The likelihood is that if you are completing steps 1-4 you are well on your way to step 5. If you eat a varied balanced diet that is low in saturated fat, salt and sugar and high in unsaturated fat, fibre and vitamins you are less likely to be overweight and will have a healthier heart and lifestyle. Being overweight increases your risk of heart disease, particularly if you carry fat around your waist. Regardless of your height or weight, you should try to lose weight if your waist is 94cm (37in) or more for most men or 80cm (31.5in) or more for women.

  1. Use the calorie counter below to find out how many calories you need to maintain your weight or lose weight.
  2. Find out what is considered to be a healthy portion size.
  3. Get healthy or low calorie recipes for you.
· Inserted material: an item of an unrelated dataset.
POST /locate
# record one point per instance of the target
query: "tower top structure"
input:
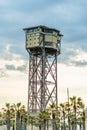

More keys to a healthy heart

Additional key recommendations in the British Nutrition Foundation report on how to stave off heart disease are:

  1. Get 7-9 hours sleep per night.
  2. Drink fewer than 14 units of alcohol per week. If you do drink as many as 14 units, don't save them up; instead spread them out evenly over 3 or more days.
  3. Exercise for at least 2.5 hours per week.
  4. Manage your stress levels.
  5. Do not smoke.

You might not know that what you eat in pregnancy may influence your baby’s growth and development. A poor diet can increase your baby’s risk of obesity and heart disease later life. Eat a healthy diet and keep active where possible.